The merger will consolidate the only two operators on Honolulu-Portland, Kahului-Portland and Kahului-San Diego, the 24th-, 32nd- and 34th-largest routes. However, the regulator is unlikely to enforce any remedies since none of the other four large US carriers have shown any interest in these routes.
It would be common for a regulator to seek concessions also on routes where only one of the two airlines operates. However, the US mainland to Hawaii market has the interesting characteristic that up to 22 of the top 50 routes are monopoly routes.
With all the three large US carriers having multiple routes all to themselves that rank more highly than those AS-HA would have, the regulator would be on weak ground seeking concessions from AS-HA.
Implications for alliances
There is a common misconception that alliances are joint entities and that alliance partners act as single market participants.
This is factually, practically, and legally incorrect. Without anti-trust immunity (ATI), alliance partners provide customer benefits, but gain very limited additional market power (if any) for
themselves through being on the same route as other members of the same alliance.
Without ATI, airlines can only offer customers more flight combinations (when they choose to do so) and frequent flier programme co-operation.
For this reason, the fact Hawaiian will likely join the same alliance as Alaska – oneworld – is realistically only relevant if the two carriers already both operate the same route and, more critically, if their combination represents a significant market position with few competitive alternatives. This only occurs on the Honolulu and Kahului to Seattle, and Honolulu to Portland, routes, which is where the regulator will look for concessions.

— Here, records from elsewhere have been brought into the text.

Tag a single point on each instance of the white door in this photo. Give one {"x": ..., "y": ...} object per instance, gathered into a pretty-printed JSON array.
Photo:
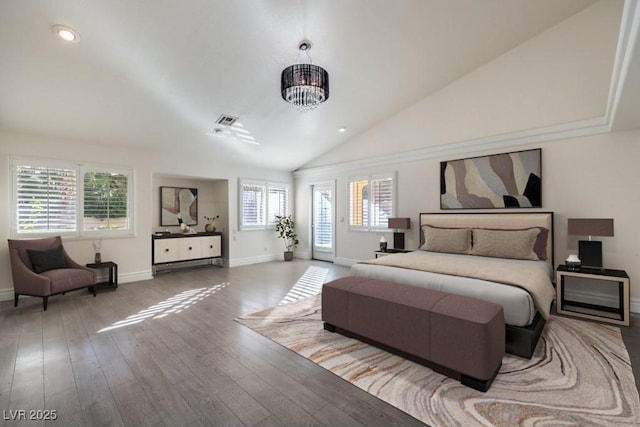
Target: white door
[{"x": 323, "y": 247}]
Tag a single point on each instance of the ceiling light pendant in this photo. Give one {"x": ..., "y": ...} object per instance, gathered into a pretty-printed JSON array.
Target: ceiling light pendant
[{"x": 305, "y": 85}]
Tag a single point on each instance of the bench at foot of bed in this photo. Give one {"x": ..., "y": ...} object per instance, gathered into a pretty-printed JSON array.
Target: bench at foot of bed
[{"x": 458, "y": 336}]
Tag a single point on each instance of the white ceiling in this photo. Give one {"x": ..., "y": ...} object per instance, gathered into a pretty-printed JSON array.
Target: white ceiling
[{"x": 158, "y": 73}]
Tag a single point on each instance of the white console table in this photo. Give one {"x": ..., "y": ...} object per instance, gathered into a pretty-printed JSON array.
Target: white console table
[{"x": 177, "y": 247}]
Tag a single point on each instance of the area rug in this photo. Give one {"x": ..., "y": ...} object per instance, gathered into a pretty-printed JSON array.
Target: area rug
[{"x": 580, "y": 374}]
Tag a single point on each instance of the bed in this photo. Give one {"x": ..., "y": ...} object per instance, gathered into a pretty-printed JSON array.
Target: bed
[{"x": 506, "y": 258}]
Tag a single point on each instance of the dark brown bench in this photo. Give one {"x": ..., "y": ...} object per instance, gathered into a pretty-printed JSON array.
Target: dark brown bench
[{"x": 458, "y": 336}]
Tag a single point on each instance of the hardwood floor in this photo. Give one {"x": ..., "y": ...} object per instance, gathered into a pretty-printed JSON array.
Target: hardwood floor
[{"x": 167, "y": 352}]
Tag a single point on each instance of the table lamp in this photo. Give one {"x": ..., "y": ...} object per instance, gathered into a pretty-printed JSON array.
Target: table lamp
[
  {"x": 399, "y": 224},
  {"x": 590, "y": 251}
]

Hawaiian is partnered with fellow oneworld carrier American. However, passengers cannot earn miles in the American Airlines’ frequent flier programme on HA-operated flights between the mainland and Hawaii unless sold by American. This is a small example to confirm that alliance benefits are often overplayed in opinion pieces.
JetBlue-Spirit deal implications
The Department of Justice (DOJ) blocking of this transaction has been upheld by a Federal Court. While many opinions suggest this indicates the DOJ will also seek to block the AS-HA merger, the deals have nothing in common.
The DOJ’s complaint against the JetBlue-Spirit deal centered around the likely rise in fares from the elimination of Spirit as the largest low-cost carrier in the US market. A merger between Alaska Airlines and Hawaiian Airlines does not eliminate any leading player in any market segment.
Just looking at the top 50 routes in the US, the JetBlue-Spirit deal would have led to a 34% market share between the three New York city/Newark airports and Florida and provided the parties with a 50% market share on major routes such as Newark and Fort Lauderdale, 68% between Boston and Orlando, 66% between Fort Lauderdale and La Guardia, and 51% between La Guardia and Orlando.
In contrast, the Alaska-Hawaiian deal is not comparable as it brings together two airlines which compete far less with each other and whose merger leads to a reduction in competition only on a limited number of routes.
It is a much easier transaction to address with far fewer remedies needed. At a macro level, the AS-HA merger creates a fourth airline group to compete against the big three, which is more likely to result in lowering fares on most markets.
Author’s note
All market share analysis is based on capacity in August 2023 and February 2024, published in Cirium as of December 2023.
About the author
Shakeel Adam is the Managing Director at Aviado Partners in Germany and previously led the assignment on the compliance monitoring for the merger between LAN and TAM airline groups, resulting in the formation of LATAM Airlines.